Après un premier trimestre porté par les perspectives du QE et la spéculation de quantité de fonds sur ce scenario (Iboxx € Overall à +3.3% fin mars), le débouclement des positions lors du lancement effectif de l’opération début mars a largement compensé les achats de Monsieur Draghi et bon nombre d’indices obligataires et de fonds partiront en vacances avec une performance négative… L’Iboxx € Overall est aujourd’hui à -0.3%, ayant d’abord subi l’écartement des taux en mars (post lancement du QE), puis l’écartement des spreads (contagion des taux et sorties des fonds obligataires) puis la crise grecque (écartement des périphériques). Et quand on regarde actuellement les taux européens, oscillant entre 1% pour la France ou l’Allemagne, et 2% pour les périphériques, avec le risque grec pesant à court terme et celui de « grecquisation » à long terme sur une bonne partie de la Zone, pense-t-on vraiment qu’il faille se positionner massivement sur 10-20 ans à ces niveaux de taux comme on l’avait fait au T1 ? finalement… pas forcément… ou alors pour quelques mois suite à l’écartement, mais cela devient spéculatif et assez incertain...

 

3- Pour le S2, voici quelques éléments de réponse que nous étudierons plus en profondeur pour notre présentation d’allocation du 3 septembre

a. Le marché primaire, stoppé depuis 2 mois qui tente déjà un petit rattrapage pré-été mais devrait connaître une activité importante en septembre, avec des primes significatives , notamment sur les subordonnées financières.

b.

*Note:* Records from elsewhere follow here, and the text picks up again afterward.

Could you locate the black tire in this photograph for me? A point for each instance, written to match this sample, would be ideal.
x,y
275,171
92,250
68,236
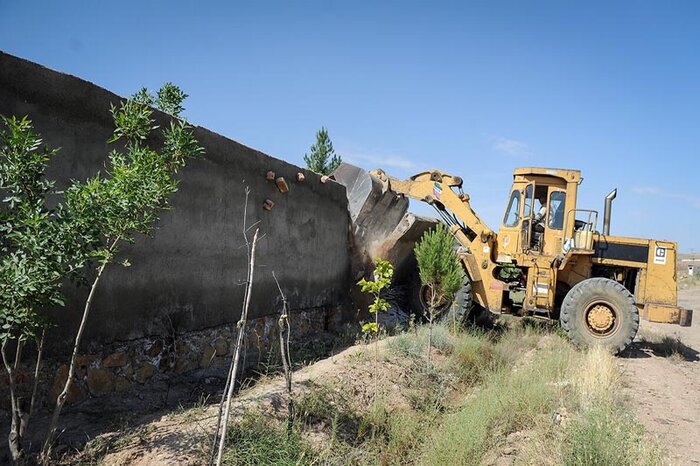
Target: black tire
x,y
599,311
462,306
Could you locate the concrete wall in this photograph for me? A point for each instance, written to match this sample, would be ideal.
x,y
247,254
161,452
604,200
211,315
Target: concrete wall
x,y
189,275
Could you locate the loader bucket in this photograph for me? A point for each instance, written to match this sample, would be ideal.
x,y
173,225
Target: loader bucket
x,y
382,227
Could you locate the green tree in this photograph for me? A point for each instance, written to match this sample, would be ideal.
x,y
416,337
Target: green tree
x,y
38,250
168,99
127,198
441,274
383,274
322,158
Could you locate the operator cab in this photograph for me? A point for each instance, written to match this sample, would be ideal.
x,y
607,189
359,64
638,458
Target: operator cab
x,y
540,214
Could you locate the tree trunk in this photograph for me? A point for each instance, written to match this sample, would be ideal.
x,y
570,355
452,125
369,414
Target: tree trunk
x,y
37,368
60,401
239,344
14,438
285,330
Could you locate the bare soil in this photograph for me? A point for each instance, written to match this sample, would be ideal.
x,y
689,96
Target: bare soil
x,y
662,379
182,438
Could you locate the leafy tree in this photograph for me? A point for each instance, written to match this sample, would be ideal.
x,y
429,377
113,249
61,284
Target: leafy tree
x,y
323,158
127,198
168,99
383,273
38,249
441,274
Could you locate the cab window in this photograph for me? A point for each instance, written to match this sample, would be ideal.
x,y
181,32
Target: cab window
x,y
513,212
557,206
528,202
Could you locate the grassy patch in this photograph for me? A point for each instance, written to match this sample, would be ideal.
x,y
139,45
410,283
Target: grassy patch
x,y
510,401
256,439
607,434
525,393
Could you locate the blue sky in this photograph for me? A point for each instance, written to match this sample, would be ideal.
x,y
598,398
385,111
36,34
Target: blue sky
x,y
472,88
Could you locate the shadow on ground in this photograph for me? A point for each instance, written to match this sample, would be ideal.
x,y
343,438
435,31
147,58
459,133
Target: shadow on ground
x,y
667,347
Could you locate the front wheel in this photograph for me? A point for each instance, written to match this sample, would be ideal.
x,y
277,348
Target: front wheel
x,y
599,311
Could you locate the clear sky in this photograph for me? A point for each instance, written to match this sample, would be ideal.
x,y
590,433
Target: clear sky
x,y
472,88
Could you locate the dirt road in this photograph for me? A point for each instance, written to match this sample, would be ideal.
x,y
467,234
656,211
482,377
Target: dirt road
x,y
662,379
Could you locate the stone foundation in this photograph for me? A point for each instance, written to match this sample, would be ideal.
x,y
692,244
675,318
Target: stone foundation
x,y
133,365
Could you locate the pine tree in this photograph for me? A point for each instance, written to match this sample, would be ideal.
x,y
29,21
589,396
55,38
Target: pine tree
x,y
323,159
440,271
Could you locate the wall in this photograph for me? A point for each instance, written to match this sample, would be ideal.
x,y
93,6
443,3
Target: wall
x,y
189,275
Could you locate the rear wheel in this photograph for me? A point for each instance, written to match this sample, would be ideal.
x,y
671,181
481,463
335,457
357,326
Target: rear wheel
x,y
461,306
599,311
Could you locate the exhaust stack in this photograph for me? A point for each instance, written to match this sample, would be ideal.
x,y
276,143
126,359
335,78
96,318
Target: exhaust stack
x,y
606,213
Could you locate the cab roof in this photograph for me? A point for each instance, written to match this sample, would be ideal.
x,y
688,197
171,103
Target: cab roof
x,y
563,173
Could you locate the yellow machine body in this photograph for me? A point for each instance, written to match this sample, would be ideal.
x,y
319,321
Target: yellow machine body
x,y
526,271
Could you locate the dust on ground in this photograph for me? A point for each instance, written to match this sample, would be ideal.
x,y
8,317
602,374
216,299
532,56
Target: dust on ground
x,y
662,378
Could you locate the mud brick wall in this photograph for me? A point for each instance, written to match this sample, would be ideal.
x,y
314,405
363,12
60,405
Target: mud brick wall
x,y
188,276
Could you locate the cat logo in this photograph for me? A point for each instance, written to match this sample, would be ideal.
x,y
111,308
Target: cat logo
x,y
660,255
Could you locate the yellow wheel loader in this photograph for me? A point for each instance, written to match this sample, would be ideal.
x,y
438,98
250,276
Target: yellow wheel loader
x,y
547,260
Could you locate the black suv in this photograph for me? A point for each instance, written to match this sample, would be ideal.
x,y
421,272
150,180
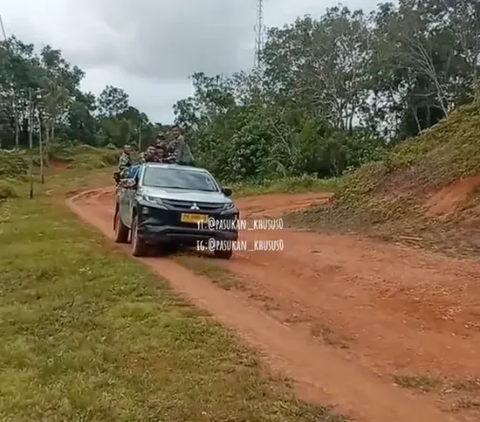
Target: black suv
x,y
171,204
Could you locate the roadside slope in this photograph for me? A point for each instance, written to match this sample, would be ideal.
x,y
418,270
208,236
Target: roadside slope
x,y
88,335
320,372
426,191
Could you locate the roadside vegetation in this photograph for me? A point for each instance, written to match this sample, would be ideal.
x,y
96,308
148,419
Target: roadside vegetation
x,y
88,334
426,192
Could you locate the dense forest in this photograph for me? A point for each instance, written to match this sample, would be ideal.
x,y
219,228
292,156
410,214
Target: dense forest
x,y
42,90
331,94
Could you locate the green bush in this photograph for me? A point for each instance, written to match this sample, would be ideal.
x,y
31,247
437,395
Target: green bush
x,y
7,190
13,165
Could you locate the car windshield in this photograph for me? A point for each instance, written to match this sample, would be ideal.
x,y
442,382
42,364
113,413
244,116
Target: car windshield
x,y
179,179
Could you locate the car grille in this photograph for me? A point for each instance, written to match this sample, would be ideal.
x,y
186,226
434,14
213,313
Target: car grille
x,y
207,207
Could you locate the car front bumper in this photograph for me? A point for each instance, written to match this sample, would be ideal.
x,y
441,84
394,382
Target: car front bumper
x,y
163,226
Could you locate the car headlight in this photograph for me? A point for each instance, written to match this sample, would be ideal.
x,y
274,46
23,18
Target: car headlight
x,y
152,200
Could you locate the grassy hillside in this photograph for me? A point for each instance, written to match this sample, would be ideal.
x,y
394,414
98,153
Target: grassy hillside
x,y
425,191
88,334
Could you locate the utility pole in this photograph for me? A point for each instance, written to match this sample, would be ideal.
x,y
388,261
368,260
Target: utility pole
x,y
30,139
140,137
3,30
40,145
259,35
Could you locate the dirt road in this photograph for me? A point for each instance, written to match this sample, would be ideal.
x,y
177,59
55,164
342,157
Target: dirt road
x,y
341,316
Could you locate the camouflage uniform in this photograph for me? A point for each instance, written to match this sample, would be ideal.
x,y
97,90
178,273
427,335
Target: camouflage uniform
x,y
183,154
124,164
150,155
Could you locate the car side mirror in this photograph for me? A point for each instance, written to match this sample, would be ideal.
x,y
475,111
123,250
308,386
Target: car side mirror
x,y
227,191
129,183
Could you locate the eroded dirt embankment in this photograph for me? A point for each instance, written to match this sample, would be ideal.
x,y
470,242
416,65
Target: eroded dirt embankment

Le Haut rendement : attention cet été à l’illiquidité… Autant il semble depuis quelques jours qu’il faille acheter tant qu’on peut, tant il est difficile de trouver des obligations, autant les réallocations d’investisseurs de septembre, le primaire puis la remontée des taux US pourraient créer des flux massifs dans l’autre sens… Bien que les deux mois aient été effectivement assez frustrants, tant la politique avait pris le dessus sur le financier, il faudra encore rester patient et n’investir qu’une petite partie de sa trésorerie accumulée d’ici août…

c. Le resserrement de spread à venir sur les IG de grande qualité : nous avons noté en parallèle de la hausse des taux, une hausse des spreads sur la catégorie investment grade, y compris sur des noms de grande qualité n’ayant pas dégradé leur qualité de crédit. L'attente de bon nombre d’investisseurs institutionnels dans leur programme d’investissement ou le refus des banques de prendre quelques positions que ce soient peuvent-être des causes de ce phénomène et nous conseillons de se positionner sur le resserrement de ces émetteurs longs, avec une couverture taux complète : ENBW, Gecina, Priceline, Orange, Vodafone sont quelques exemples.

d. Le resserrement des taux US : dégradation des émergents, risque accru sur le haut rendement, hausse du dollar avant la hausse des taux (donc constituer une poche avant pour se positionner), risque sur les actions

e. Les périphériques : phénomène de rattrapage suite à deux mois d’écartement avec l’effet QE, risque à long terme

f. L’inflation : début des effets QE à attendre (ou non…) fin 2015 début 2016 donc hausse des points morts potentielle fin 201

g. Les subordonnées bancaires : un très bon rapport rendement/risque dans un contexte réglementaire extrêmement mouvant et complexe (mais attendre le marché primaire pour se repositionner)

 A court terme, pour l’été nous conseillerons de se positionner sur les points a. (cette semaine Verrallia, Labco, Dufry), c, d, e pour grappiller quelques points de base d’ici la rentrée sans prendre de risque démesuré, tout en gardant une part de trésorerie significative pour un S2 qui s’annonce, encore, animé.